This is very exciting. Remi forwarded it to me. He understands.
Therapeutic ketosis with ketone ester delays central nervous system oxygen toxicity seizures in rats
It’s from D'Agostino’s ketone group. Unless you are in to hyperbaric medicine you can ignore the bulk of the paper. Instead look at Fig. 3:
We're interested in the grey line in graph A with the triangle data points. How does enforced ketosis with an exogenous acetoacetate/betahydroxybutyrate precursor (but not when using a pure beta hydroxybutyrate precursor) raise arterial pO2 from the normal of 100mmHg to the rather spectacular high of 130mmHg?
This is fascinating and of genuine physiological significance. Not the raised arterial pO2 per se, more what it says about AcAc and metabolism. But never the less, how do you get a sustained increase in arterial pO2 by gavaging a with substance which is an AcAc precursor anyway? This is from the discussion:
“An unexpected finding was that BD-AcAc2 [the acetoacetate precursor] caused a significant and sustained increase in blood pO2 levels of ∼30%. It’s conceivable that these changes in PO2 result from BD-AcAc2-induced alterations in the neural control of autonomic regulation, including cardiorespiratory function (38). Further studies are needed to determine the specific contribution of BD-AcAc2 on brain O2 consumption, ventilatory drive, systemic blood pressure, and brain blood flow preceding CNS-OT.”
The finding was unexpected. There is no obvious explanation. It needs further study.
I love this. I’ll put on my anaesthetist’s hat and speculate.
The rats are breathing room air and there is nothing to suggest there has been any change in minute volume of breathing following treatment with the AcAc precursor. I think the effect possibly comes down to a decrease in tissue oxygen consumption under this drug derived ketone.
Aside: pO2 here is the partial pressure of oxygen in the arterial blood. This is only linked to oxygen content via the the oxygen-haemoglobin dissociation curve which is highly non linear. A change in pO2 from 100mmHg to 130mmHg is on the flat section of the curve and adds almost no oxygen carriage/delivery via haemoglobin. But it tells us things. End aside.
If you have a manoeuvre which decreases tissue oxygen consumption but leaves all else unchanged you will raise the partial pressure of oxygen in the alveoli within the lungs closer to the inspired concentration. This is because less is being taken up in to the blood, so more is left in those alveoli. Arterial blood leaving the lungs (in equilibrium with the alveolar pO2) will, therefore, have a higher partial pressure of oxygen too.
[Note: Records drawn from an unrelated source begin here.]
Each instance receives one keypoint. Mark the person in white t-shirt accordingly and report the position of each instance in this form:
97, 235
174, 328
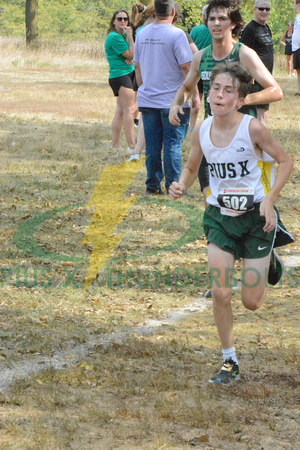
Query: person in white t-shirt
241, 220
162, 58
Equally, if you have lower oxygen consumption then the partial pressure of oxygen in the venous blood will be raised compared to normal tissue extraction, all other factors being unchanged. Again, it's because less is extracted, more is left. So there will be a higher venous oxygen partial pressure. Now, lungs are not 100% efficient. Some venous blood gets through and lowers the oxygen partial pressure in arterial blood. Higher oxygen partial pressure in venous blood means less effect on arterial blood pO2 through this lung inefficiency.
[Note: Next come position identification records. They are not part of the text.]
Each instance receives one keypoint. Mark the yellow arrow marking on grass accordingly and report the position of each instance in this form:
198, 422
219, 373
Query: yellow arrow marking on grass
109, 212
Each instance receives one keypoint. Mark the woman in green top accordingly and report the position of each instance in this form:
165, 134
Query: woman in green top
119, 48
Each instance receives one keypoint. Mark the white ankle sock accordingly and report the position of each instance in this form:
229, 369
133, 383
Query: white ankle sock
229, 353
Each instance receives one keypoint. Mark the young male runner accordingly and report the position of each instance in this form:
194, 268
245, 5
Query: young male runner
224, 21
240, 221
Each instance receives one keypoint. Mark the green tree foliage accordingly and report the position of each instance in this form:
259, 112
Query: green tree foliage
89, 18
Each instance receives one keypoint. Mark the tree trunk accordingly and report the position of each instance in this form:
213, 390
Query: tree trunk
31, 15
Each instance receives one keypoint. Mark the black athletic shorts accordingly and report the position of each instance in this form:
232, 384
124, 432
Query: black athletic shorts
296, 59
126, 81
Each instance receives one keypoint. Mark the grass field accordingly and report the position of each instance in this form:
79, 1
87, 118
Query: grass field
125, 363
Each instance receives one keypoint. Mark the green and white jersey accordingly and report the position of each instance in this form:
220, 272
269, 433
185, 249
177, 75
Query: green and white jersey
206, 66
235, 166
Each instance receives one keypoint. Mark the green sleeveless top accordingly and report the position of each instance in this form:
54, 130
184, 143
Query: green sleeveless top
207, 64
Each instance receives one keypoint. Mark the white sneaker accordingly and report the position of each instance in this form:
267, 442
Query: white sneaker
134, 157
These are gross simplifications. John Nunn's Applied Respiratory Physiology, chapter 10 p242 onwards, "The oxygen cascade" has a little more detail. OK, a hell of a lot more, caveats included. Especially Fig 10.7.
Is this enough to explain D'Agostino's results? I don’t know. But an idea of whether I am correct would be given by taking a venous blood sample and measuring the venous pO2. The measured effect on arterial pO2 is large so you could possibly see a raised venous pO2 on a simple jugular vein sample without needing to try and get a pulmonary artery sample from a rat. That would give a “back of an envelope” assessment in little more time than it takes time to stick the sample through their blood gas analyser.
Equally, just stick a rat in respiratory chamber, gavage it with the acetoacetate precursor and measure its decrease in O2 uptake.
This finding has huge implications for managing any condition where oxygen delivery is compromised. Not the carotid pO2 of 130mmHg per se, this will have put very little more O2 on to haemoglobin than a pO2 of 100mmHg as stated. It's that decreased need for oxygen by the tissues which it signifies. Acetoacetate appears to allow tissues to function with a significantly reduced need for oxygen; that I find exciting. OK, I'm a bit strange but, well, that's me!
Summary: People climbing Everest should be in ketosis. With acetoacetate predominating.